When the UK went into polls to vote for Brexit, 52% of Wales’s voters expressed their emphasis on leaving the EU. While some countries have been struggling and trying to meet the strict regulations for joining EU, Brexit came when it was least expected. Indeed, most of the suggestions about what would happen after Brexit were speculative. In this post, we focus on the bigger picture and demystify what is in store for Wales after Brexit.
Impact on Wales’ policies
Brexit will perhaps be felt more in Wales than any other part of the UK. The Wales devolution memorandum states that all laws that were passed when the UK was a member of EU had to be in line with EU law. Now that Wales and the entire UK are not part of EU, all the enacted legislation will require some review. Note that; this could get complicated because such changes have to be approved by the assembly. If the Assembly declines, the situation for the Wales administration could become very tricky.

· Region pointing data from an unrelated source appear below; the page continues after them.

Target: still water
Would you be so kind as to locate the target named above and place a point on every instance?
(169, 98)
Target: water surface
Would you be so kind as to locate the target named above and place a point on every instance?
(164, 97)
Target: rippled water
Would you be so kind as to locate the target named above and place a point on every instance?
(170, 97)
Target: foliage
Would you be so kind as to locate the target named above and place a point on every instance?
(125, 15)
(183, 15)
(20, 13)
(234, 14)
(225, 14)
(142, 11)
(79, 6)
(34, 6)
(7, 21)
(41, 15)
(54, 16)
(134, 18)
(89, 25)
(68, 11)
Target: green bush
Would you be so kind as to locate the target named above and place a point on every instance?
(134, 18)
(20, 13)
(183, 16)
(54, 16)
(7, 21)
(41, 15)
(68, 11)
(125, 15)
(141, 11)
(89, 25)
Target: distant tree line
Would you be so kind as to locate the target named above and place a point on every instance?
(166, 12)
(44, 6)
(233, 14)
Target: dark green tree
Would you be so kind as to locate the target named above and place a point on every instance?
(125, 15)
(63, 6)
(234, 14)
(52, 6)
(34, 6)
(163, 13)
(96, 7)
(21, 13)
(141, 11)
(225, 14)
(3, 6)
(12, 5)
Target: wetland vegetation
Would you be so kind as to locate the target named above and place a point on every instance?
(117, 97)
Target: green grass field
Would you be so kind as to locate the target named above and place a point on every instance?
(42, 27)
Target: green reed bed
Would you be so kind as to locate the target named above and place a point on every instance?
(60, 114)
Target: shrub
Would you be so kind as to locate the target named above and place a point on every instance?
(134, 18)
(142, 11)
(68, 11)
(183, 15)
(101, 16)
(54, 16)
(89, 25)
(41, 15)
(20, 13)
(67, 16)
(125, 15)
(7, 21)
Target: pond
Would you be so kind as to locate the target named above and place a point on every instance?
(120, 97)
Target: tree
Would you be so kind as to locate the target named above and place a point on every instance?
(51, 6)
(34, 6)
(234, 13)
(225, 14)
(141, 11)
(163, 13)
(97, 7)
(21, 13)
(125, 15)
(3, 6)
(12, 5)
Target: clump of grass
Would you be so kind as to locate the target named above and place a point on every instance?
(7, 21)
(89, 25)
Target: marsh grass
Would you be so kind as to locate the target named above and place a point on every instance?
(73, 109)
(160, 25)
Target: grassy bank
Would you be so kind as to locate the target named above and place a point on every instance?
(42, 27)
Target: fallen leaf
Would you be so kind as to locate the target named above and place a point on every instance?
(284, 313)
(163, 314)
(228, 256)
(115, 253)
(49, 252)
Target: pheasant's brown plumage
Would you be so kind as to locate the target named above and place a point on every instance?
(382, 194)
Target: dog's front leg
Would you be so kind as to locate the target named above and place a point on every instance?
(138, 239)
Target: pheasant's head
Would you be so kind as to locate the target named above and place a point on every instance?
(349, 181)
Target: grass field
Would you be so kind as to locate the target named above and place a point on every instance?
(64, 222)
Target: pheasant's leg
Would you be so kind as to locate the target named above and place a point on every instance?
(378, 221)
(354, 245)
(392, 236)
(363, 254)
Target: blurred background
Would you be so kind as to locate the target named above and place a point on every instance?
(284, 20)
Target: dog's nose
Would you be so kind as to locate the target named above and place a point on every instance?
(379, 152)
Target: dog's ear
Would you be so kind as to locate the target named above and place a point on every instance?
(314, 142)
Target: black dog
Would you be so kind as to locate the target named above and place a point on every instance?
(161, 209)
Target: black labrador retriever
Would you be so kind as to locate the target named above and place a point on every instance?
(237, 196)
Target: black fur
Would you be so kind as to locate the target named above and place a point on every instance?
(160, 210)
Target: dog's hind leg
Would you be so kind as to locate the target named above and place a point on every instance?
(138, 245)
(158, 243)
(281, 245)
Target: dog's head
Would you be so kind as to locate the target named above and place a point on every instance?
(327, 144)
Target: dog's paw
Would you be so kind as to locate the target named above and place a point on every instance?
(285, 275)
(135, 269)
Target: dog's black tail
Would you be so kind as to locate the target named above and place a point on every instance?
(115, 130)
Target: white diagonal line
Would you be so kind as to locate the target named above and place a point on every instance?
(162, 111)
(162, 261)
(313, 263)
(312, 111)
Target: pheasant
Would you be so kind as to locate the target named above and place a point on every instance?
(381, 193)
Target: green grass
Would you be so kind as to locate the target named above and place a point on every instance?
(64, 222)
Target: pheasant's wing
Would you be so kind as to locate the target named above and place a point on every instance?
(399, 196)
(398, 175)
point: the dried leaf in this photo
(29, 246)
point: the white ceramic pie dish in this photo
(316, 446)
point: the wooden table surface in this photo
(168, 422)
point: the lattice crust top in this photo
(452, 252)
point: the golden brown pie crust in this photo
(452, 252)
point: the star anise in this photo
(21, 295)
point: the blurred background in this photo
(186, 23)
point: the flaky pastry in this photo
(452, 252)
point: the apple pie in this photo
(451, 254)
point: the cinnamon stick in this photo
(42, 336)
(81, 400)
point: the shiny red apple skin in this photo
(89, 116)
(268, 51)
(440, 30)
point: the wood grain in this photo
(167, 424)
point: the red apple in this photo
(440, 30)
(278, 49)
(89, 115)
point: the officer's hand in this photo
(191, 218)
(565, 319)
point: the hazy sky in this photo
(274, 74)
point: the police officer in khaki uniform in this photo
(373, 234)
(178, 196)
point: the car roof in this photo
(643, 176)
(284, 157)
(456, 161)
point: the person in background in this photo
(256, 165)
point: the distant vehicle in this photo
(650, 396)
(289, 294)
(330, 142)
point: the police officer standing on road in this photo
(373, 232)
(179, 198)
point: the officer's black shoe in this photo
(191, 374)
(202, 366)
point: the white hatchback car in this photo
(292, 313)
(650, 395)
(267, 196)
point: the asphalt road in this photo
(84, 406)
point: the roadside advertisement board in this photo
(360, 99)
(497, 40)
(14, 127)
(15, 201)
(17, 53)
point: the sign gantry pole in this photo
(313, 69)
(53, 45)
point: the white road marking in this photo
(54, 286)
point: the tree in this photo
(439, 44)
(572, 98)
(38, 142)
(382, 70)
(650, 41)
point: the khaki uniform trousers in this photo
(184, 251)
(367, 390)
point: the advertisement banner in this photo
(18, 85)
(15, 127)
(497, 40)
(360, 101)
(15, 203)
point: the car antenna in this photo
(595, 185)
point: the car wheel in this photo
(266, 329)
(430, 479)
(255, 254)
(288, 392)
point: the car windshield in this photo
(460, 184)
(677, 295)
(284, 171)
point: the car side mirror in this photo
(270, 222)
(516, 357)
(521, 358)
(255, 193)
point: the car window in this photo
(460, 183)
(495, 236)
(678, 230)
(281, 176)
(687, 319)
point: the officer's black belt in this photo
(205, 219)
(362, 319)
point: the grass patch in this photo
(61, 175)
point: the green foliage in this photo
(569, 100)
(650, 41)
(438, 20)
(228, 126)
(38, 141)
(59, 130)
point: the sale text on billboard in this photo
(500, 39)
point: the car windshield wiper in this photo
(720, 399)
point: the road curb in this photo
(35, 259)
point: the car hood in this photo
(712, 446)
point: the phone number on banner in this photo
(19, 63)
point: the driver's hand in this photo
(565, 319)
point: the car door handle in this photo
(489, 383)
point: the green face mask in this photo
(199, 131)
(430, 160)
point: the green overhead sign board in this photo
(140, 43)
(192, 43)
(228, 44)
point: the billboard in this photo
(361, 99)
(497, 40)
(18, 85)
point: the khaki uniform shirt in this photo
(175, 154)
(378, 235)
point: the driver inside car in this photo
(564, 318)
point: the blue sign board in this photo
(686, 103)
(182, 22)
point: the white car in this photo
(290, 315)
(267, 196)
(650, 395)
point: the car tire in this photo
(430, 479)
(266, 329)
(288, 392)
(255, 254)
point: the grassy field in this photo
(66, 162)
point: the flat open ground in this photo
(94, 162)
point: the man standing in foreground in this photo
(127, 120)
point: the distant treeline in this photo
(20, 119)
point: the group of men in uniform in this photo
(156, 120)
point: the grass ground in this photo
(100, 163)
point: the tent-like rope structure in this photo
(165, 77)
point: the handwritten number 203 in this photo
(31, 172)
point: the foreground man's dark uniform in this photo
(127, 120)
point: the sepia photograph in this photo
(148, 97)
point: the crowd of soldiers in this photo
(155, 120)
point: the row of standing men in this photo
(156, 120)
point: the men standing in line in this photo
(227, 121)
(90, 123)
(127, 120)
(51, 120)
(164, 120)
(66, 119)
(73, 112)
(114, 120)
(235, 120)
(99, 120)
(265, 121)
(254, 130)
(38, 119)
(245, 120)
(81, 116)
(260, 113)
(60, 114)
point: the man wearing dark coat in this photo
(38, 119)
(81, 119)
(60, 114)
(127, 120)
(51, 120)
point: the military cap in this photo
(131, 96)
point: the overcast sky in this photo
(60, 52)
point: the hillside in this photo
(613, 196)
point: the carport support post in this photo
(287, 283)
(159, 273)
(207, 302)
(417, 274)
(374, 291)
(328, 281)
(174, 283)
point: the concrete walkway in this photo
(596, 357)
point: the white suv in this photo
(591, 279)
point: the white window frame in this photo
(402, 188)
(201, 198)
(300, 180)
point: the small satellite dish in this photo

Wales, just like other local authorities was responsible for implementing the EU policies that touched on many areas including rural affairs, environment, education, health, agriculture, food, and Health. Now it will be difficult for EU to continue applying the same policies because Wales is no longer under its jurisdiction. The agreements might require renegotiation or have the roles previously played by the EU transferred to the UK government.
Severing of funding from the EU
Wales was a direct beneficially of funding from the EU especially through Agricultural policy and structural funds for rural areas. Between year 20114 and 2020, the total for the two main areas was £500 million. The amount of these funds that was not relayed is likely to be cut short leaving Wales with a burden of seeking alternative funds.
In addition to the two programs, organizations in Wales were also eligible to apply for various funding programs such as The European Maritime and Fisheries Funds, Horizon 2020, and Creative Europe Programme. This will now be tough to get because the UK is an outside.
Though UK was paying more that it received from the EU, cutting the ties leaves one question; will the government replace the funding that was going to the EU to fund what Wales was getting?
Difficulties trading directly with EU
Approximately 45% of all the products produced in Wales were exported to the EU. In 2015, a total of £5 billion worth of goods were exported to the EU. On the other hand, Wales imported £3.6 billion worth of goods. This demonstrates a robust form of business partnership. Further trade with EU will now be dependent on negotiations between the EU and UK administration. If such negotiations do not bear results or take a long time, there is a risk of products from Wales being subjected to huge taxation to access EU market.